A second aspect of the present invention relates to a computer-implemented neural network comprising a nested block, the nested block comprising at least a first floor and a second floor, wherein the first floor comprises a number n−1 of consecutive neural network sub-modules operating on high resolution input data and the second floor comprises a number n−2 of consecutive neural network sub-modules operating on low resolution input data. Wherein a first sub-module of the first floor is trained to predict high resolution latent variables based on high resolution input data, wherein a first sub-module of the second floor is trained to predict low resolution latent variables based on low resolution input data and high resolution latent variables from the first sub-module of the first floor, and wherein a second sub-module of the first floor is configured to predict high resolution second latent variables based on the high resolution latent variables and low resolution latent variables.
Accordingly, the second aspect of the invention relates to an improved neural network architecture which is particularly suitable for use in the method for designing a neural network processor according to the first aspect.
In some implementations, the nested block is combined with a multi-scale input block and an aggregation neural network block to form a multi-block neural network architecture.

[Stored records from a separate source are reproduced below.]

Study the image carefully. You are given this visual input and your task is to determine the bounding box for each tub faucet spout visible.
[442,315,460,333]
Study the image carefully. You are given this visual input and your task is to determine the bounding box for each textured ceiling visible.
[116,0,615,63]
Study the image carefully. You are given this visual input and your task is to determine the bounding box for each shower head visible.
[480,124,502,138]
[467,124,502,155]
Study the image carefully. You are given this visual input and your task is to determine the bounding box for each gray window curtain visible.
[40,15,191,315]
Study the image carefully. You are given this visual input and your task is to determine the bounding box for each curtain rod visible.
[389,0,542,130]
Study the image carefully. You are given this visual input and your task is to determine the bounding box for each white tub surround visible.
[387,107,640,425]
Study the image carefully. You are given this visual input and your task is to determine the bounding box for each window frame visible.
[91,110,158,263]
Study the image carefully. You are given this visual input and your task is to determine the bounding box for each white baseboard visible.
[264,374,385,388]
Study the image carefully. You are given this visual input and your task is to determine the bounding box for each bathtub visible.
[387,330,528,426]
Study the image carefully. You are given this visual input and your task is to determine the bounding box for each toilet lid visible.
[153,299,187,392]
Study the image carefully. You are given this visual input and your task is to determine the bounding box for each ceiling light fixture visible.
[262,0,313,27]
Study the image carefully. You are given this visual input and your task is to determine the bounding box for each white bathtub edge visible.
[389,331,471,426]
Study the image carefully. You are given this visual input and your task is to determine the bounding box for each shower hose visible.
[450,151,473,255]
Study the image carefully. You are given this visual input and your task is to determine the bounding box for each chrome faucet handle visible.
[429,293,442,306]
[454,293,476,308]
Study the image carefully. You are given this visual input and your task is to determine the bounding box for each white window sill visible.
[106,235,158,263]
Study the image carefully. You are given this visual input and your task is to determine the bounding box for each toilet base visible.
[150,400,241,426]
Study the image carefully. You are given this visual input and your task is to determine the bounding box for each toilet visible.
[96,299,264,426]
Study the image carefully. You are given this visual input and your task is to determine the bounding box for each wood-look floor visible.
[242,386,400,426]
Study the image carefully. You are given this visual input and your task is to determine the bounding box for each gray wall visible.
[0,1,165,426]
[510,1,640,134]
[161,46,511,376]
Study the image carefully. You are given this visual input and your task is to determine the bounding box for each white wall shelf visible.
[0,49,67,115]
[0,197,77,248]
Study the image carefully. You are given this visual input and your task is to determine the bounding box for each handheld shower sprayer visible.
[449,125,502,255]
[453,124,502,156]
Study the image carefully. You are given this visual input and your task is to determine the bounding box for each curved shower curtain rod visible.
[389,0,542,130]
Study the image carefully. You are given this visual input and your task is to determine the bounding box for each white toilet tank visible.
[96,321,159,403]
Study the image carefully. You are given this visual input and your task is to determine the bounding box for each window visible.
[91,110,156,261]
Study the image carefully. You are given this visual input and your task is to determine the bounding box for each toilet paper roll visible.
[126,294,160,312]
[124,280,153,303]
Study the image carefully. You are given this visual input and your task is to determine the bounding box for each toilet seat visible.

This multi-block architecture is sometimes referred to as a block joint network (BJN or BJNet). In some implementations, the nested block comprises two floors (referred to as BJNet2). In some implementations, the nested block further comprises a third floor with n−3 sub-modules modules (referred to as BJNet3), and, optionally a fourth floor with n−4 sub-modules (referred to as BJNet4).
Aspects of the present invention will be described in more detail with reference to the appended drawings, showing currently preferred embodiments.
Systems and methods disclosed in the present application may be implemented as software, firmware, hardware or a combination thereof. In a hardware implementation, the division of tasks does not necessarily correspond to the division into physical units; to the contrary, one physical component may have multiple functionalities, and one task may be carried out by several physical components in cooperation. The computer hardware may for example be a server computer, a client computer, a personal computer (PC), a tablet PC, a set-top box (STB), a personal digital assistant (PDA), a cellular telephone, a smartphone, a web appliance, a network router, switch or bridge, or any machine capable of executing instructions (sequential or otherwise) that specify actions to be taken by that computer hardware. Further, the present disclosure shall relate to any collection of computer hardware that individually or jointly execute instructions to perform any one or more of the concepts discussed herein.
Certain or all components may be implemented by one or more processors that accept computer-readable (also called machine-readable) code containing a set of instructions that when executed by one or more of the processors carry out at least one of the methods described herein. Any processor capable of executing a set of instructions (sequential or otherwise) that specify actions to be taken are included. Thus, one example is a typical processing system (i.e. a computer hardware) that includes one or more processors. Each processor may include one or more of a CPU, a graphics processing unit, and a programmable DSP unit. The processing system further may include a memory subsystem including a hard drive, SSD, RAM and/or ROM. A bus subsystem may be included for communicating between the components. The software may reside in the memory subsystem and/or within the processor during execution thereof by the computer system.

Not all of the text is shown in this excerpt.